Seeds of Change is a hopeful feature length documentary, it begins by addressing a widely felt urgency around agricultural education in schools. It explores what happens when disconnection from the land and food growing practises collide with an ageing farming workforce and an uncertain future.
As the climate pressures intensify and farmers near retirement age, the film turns to the question of what comes next, who will be left to carry this knowledge forward, to feed us? And are the next generation being prepared in time to care for these vital systems that sustain life? With agricultural education limited in schools most children are left without exposure to farming knowledge even as the consequences of disconnection accelerate.
The urgency is not only systematic but personal. It’s grounded in a reckoning shared by many of this generation: is it responsible to bring a child into a world where the systems that sustain us feel increasingly fragile? This question drives the film to sit closely with the people across Australia working toward embedding food knowledge and those whose knowledge was built over lifetimes.
This story is carried by diverse voices. Educators who have built school farms from the ground up, young non generational farmers creating livelihoods without inherited land and leading academics who are fighting for agricultural education to be recognised nationally. At it’s heart the recognition that the future of agriculture cannot rest on just modern practises but must incorporate the deep, land based knowledge of First Nations peoples who offer a longer view. Understanding land not as a resource, but as relationship and warn of what is lost when connection is broken.
Rather than presenting solutions as statements, this films observes how reconnection grounded in care can shift behaviours, restore purpose while shaping a more resilient food future.
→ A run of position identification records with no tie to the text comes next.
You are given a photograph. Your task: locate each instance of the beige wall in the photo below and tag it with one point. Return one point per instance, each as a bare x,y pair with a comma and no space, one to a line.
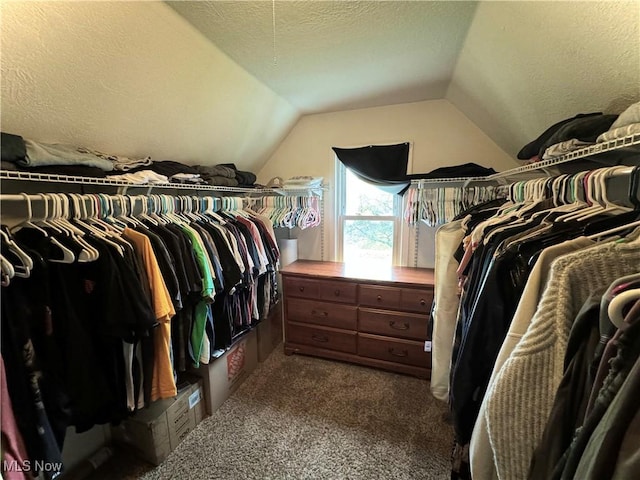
132,78
441,136
527,65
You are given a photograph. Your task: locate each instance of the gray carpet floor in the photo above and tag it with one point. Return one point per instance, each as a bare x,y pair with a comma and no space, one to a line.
299,417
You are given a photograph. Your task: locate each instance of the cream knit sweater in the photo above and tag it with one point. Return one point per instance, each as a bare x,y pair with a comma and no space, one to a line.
520,399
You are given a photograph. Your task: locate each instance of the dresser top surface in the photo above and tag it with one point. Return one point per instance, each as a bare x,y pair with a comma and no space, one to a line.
313,268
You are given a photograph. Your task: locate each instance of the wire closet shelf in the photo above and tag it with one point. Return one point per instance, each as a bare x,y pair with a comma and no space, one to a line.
630,143
77,180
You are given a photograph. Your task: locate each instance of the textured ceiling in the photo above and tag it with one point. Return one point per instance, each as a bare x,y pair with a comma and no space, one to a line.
339,55
513,68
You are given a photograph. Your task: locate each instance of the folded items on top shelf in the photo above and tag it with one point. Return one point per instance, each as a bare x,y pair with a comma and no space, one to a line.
141,177
628,123
303,181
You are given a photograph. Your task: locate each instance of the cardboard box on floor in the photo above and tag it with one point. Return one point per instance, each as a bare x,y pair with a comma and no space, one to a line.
270,332
222,376
156,431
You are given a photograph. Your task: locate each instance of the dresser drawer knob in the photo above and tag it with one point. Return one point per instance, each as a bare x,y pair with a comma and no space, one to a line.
394,325
402,353
319,338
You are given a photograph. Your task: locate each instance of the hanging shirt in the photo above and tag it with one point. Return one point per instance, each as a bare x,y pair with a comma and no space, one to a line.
163,383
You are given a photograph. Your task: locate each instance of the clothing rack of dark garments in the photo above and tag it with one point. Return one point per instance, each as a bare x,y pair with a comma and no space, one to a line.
107,299
435,201
519,312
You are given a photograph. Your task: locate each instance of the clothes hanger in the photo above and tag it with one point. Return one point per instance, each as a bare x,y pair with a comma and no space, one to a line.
617,306
87,252
28,223
24,263
603,205
7,267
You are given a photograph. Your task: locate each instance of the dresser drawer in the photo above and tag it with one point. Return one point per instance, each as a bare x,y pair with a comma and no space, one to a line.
321,337
342,292
320,313
416,300
380,297
300,287
393,350
393,324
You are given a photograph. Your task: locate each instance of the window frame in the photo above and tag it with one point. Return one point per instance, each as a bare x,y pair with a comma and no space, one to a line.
342,217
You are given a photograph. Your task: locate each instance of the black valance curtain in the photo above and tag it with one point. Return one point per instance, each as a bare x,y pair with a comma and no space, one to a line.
384,166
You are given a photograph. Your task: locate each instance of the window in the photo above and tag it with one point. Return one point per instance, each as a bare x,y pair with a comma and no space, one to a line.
368,226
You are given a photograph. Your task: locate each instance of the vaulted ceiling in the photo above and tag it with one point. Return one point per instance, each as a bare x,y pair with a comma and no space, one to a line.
511,67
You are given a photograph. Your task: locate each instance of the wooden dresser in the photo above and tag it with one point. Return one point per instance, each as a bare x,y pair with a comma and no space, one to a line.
378,318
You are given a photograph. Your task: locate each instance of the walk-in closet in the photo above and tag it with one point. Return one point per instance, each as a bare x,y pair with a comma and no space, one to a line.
320,240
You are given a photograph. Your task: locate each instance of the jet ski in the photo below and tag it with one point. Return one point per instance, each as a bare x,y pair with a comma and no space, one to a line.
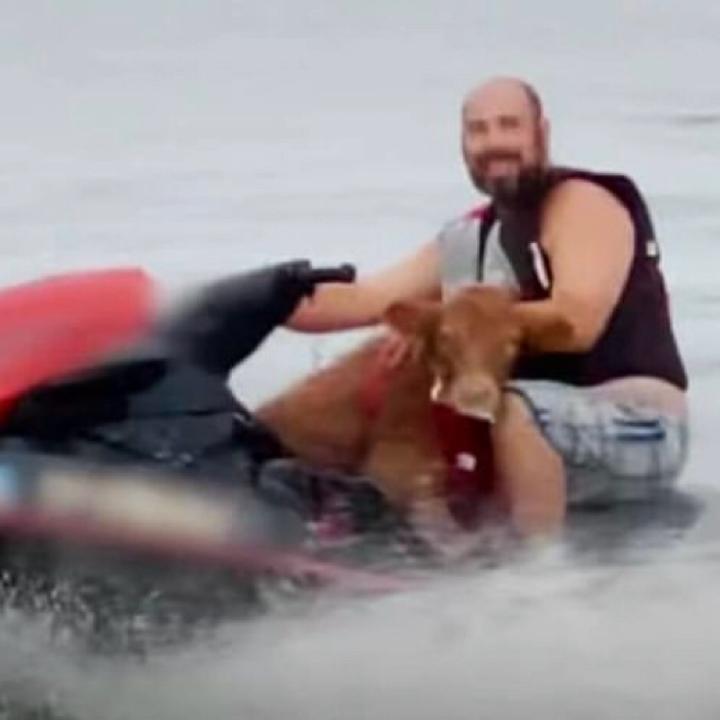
136,491
129,470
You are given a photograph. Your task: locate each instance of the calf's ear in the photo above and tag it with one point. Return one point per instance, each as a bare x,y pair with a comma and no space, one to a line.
545,333
412,318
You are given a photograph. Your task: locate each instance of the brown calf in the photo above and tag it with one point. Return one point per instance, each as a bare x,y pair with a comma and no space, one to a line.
460,354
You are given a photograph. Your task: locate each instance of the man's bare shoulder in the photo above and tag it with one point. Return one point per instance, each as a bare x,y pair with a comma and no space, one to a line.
580,195
579,204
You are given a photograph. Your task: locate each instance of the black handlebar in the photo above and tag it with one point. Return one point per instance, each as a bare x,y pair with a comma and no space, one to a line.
228,320
341,273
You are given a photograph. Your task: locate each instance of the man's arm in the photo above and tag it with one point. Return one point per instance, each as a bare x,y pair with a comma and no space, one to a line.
588,236
342,307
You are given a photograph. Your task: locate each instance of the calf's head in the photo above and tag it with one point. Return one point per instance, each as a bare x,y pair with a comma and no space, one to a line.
469,344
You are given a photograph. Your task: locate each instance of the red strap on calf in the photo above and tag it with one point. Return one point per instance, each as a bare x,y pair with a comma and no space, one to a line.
466,443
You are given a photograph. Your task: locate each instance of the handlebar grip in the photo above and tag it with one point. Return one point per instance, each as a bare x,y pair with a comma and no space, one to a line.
345,273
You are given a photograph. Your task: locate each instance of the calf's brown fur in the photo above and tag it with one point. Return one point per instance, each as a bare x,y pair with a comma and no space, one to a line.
463,349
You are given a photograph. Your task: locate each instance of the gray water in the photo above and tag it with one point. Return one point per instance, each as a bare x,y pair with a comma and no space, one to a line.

It asks, if we equip our children with the tools to grow, what kind of future will they sow?
I’m an emerging filmmaker drawn to stories that explore land and systems change. My creative journey started in photography this helped me develop a strong visual instinct, but I’ve since moved into directing and producing documentary work. While I began by working on scripted productions, corporate videography and short films, my heart actually lies in telling real stories that reflect both beauty and urgency.
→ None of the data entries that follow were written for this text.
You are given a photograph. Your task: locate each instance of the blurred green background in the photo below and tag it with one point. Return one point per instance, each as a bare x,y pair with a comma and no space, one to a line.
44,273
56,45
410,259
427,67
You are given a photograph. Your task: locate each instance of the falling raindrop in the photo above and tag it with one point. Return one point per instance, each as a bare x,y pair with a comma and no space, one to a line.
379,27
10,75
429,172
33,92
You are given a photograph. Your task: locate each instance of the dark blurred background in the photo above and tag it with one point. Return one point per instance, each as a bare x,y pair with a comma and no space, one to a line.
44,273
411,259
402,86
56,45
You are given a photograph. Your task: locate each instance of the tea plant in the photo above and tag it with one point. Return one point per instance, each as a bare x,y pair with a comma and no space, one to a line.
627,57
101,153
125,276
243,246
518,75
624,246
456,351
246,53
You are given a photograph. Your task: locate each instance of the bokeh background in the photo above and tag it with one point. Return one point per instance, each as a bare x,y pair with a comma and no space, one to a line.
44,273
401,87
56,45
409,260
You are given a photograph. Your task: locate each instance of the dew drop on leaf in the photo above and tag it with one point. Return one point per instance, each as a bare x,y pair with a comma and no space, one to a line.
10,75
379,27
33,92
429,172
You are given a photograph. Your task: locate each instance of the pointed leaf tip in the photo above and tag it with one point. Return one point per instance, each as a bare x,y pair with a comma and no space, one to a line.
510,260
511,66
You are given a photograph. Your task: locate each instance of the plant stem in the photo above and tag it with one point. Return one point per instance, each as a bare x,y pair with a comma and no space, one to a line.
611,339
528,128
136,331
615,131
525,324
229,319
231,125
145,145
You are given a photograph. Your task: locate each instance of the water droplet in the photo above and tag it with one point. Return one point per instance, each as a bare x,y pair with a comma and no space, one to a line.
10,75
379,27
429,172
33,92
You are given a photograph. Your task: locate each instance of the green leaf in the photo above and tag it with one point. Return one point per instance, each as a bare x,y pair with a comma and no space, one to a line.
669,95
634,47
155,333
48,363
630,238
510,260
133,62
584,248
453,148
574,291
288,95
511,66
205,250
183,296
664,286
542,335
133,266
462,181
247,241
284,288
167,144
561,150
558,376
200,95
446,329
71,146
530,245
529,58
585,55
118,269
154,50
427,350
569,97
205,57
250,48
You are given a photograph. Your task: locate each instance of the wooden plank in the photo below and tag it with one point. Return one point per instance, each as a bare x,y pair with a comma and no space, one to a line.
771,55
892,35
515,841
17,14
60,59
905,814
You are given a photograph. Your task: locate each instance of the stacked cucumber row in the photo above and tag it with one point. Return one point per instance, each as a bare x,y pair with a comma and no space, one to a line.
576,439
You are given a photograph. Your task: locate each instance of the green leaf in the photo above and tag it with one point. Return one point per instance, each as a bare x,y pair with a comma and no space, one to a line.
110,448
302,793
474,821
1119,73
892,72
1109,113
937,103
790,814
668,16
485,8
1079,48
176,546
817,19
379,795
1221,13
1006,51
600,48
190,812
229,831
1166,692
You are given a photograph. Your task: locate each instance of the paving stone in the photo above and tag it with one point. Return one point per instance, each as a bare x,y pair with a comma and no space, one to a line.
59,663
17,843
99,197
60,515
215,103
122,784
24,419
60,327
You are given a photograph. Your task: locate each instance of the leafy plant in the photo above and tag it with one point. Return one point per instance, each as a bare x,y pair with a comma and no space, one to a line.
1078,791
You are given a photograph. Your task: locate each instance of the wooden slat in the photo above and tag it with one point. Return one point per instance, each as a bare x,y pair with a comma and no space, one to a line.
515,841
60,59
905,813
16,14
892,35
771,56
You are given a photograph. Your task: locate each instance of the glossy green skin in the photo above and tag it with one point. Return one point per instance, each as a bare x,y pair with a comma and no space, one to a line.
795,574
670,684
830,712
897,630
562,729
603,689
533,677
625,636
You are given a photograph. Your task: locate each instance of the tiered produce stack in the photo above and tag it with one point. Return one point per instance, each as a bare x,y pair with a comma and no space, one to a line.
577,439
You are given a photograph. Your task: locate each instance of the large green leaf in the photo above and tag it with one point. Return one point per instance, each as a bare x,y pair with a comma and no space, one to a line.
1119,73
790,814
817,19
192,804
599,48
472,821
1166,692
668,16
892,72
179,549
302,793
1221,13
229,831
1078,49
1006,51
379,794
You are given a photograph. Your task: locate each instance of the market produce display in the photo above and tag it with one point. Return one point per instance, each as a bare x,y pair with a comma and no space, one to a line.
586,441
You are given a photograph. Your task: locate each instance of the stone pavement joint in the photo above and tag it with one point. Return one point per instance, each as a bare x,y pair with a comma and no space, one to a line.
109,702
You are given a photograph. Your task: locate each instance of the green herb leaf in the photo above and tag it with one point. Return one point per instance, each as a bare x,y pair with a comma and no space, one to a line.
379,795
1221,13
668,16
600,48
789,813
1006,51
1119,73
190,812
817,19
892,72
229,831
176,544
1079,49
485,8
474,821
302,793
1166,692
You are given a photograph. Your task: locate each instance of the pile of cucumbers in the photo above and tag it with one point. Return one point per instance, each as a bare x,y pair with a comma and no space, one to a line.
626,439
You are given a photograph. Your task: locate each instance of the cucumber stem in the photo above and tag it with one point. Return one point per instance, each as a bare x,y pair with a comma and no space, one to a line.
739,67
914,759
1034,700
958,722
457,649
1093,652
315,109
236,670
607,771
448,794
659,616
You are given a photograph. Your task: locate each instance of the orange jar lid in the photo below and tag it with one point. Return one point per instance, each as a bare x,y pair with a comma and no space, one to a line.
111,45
My connection to land and awakening to agriculture began while volunteering on farms across the world. My eyes were opened to how little I, and so many others, understand where our food comes from. I saw firsthand how farming connects people to place and community in ways I hadn’t really expected. I began to see agriculture not just as a system, but as a mirror of our future. Theses experience shifted everything for me. It made it clear that who grows our food, and how we teach it, are questions we can’t afford to ignore anymore.